Cooperative Task and Motion Planning for Multi-Arm Assembly Systems

TL;DR

This paper introduces a hierarchical task and motion planning framework for multi-robot assembly systems that optimizes for safety, efficiency, and low makespan in constructing complex structures, addressing proximity and precedence challenges.

Contribution

It presents a novel integrated planning approach combining MILP for high-level task allocation with multi-agent path finding for collision-free motion, including collision constraints during high-level planning.

Findings

Successfully plans assembly of structures with up to 23 objects.

Handles heterogeneous robots with different end-effectors.

Achieves low-makespan, collision-free assembly sequences.

Abstract

Multi-robot assembly systems are becoming increasingly appealing in manufacturing due to their ability to automatically, flexibly, and quickly construct desired structural designs.
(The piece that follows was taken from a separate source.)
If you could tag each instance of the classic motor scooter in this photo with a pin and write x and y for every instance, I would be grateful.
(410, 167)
However, effectively planning for these systems in a manner that ensures each robot is simultaneously productive, and not idle, is challenging due to (1) the close proximity that the robots must operate in to manipulate the structure and (2) the inherent structural partial orderings on when each part can be installed. In this paper, we present a task and motion planning framework that jointly plans safe, low-makespan plans for a team of robots to assemble complex spatial structures. Our framework takes a hierarchical approach that, at the high level, uses Mixed-integer Linear Programs to compute an abstract plan comprised of an allocation of robots to tasks subject to precedence constraints and, at the low level, builds on a state-of-the-art algorithm for Multi-Agent Path Finding to plan collision-free robot motions that realize this abstract plan. Critical to our approach is the inclusion of certain collision constraints and movement durations during high-level planning, which better informs the search for abstract plans that are likely to be both feasible and low-makespan while keeping the search tractable. We demonstrate our planning system on several challenging assembly domains with several (sometimes heterogeneous) robots with grippers or suction plates for assembling structures with up to 23 objects involving Lego bricks, bars, plates, or irregularly shaped blocks.